Processing & Analysing Data
Version control systems
A popular version of a control system for data and software is Git. Git is widely used for source code version control; researchers can use Git to track changes, create branches for different analyses, and collaborate on data-related projects.
Many data repositories, such as Dataverse and OSF, allow for the association of a specific version with a dataset. Each version retains its own unique identifier and timestamp, thus enabling researchers to track the evolution of the dataset over time.
Data analysis tools
Some widely used quantitative analysis tools across various disciplines include: R and RStudio, Python and Jupyter Notebook, SPSS, Stata, MATLAB, and even Excel.
Qualitative data analysis involves systematically examining non-numerical data, such as text, audio, images and video, in order to identify patterns, themes and insights. An example of qualitative analysis software that supports coding, text interpretation and multimedia analysis is ATLAS.ti.
The software offered by VU Amsterdam includes: Stata, SPSS, ATLAS.ti.

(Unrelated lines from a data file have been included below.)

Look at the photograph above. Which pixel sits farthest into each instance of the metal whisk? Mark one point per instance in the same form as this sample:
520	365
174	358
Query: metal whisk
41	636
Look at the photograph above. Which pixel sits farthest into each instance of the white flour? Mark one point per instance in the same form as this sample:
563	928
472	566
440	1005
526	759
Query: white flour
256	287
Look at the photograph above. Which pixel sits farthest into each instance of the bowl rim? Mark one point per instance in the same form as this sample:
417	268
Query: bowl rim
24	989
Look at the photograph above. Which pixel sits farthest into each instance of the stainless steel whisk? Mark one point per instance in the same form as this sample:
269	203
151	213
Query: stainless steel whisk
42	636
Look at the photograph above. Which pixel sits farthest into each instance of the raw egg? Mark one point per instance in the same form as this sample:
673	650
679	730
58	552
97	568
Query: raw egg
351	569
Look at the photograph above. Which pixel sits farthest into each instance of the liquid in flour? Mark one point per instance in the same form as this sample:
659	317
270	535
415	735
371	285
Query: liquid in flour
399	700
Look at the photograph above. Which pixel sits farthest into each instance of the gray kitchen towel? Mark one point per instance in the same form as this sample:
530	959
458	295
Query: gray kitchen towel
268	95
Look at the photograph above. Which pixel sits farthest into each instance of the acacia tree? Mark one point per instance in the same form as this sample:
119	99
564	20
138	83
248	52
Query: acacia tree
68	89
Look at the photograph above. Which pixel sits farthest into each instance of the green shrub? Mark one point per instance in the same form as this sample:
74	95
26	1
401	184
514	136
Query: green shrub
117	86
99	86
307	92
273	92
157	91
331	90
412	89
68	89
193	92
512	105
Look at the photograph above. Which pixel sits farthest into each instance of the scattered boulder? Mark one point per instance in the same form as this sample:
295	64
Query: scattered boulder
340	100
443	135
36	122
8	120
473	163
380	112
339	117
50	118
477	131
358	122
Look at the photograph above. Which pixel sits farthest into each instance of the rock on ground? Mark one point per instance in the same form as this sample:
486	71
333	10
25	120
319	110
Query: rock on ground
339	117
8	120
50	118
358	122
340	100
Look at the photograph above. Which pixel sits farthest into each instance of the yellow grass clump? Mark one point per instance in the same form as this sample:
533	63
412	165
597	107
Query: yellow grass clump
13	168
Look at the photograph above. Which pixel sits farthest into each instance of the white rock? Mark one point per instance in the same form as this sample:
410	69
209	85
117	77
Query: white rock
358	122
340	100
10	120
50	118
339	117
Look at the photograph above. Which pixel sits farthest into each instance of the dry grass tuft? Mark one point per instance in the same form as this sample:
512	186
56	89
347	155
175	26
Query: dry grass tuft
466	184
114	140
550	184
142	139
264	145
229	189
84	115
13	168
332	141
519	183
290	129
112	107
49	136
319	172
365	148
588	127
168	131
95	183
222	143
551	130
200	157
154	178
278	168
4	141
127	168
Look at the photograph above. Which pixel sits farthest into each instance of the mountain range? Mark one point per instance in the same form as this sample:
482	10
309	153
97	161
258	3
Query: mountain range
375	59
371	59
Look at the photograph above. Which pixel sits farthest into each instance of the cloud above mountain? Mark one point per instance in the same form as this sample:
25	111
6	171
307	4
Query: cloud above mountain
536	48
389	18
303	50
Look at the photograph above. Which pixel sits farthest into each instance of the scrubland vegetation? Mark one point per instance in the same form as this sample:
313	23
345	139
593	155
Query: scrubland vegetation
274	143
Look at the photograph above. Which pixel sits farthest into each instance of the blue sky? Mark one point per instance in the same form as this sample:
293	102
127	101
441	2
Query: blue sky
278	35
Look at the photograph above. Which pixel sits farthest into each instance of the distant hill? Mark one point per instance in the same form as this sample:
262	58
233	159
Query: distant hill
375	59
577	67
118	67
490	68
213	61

Data analysis documentation
Data analysis documentation involves notes on data preprocessing, such as cleaning, documentation of the statistical analysis, storing code and scripts, and keeping track of software versions.
Research data & software management training
Research data management (RDM) concerns the organisation, documentation, storage, archiving and sharing of digital and analogue data.
Proper RDM ensures reliable verification of results, and permits new and innovative research built on existing information. In other words, proper RDM makes data more FAIR (findable, accessible, interoperable and reusable) as it supports the transparency of scientific output. The Library Calendar gives an overview and invites you to register for courses that are offered.
Software Carpentry workshops aim to help researchers get basic research computing skills. These hands-on workshops will cover basic concepts and tools, including program design, version control, data management, and task automation.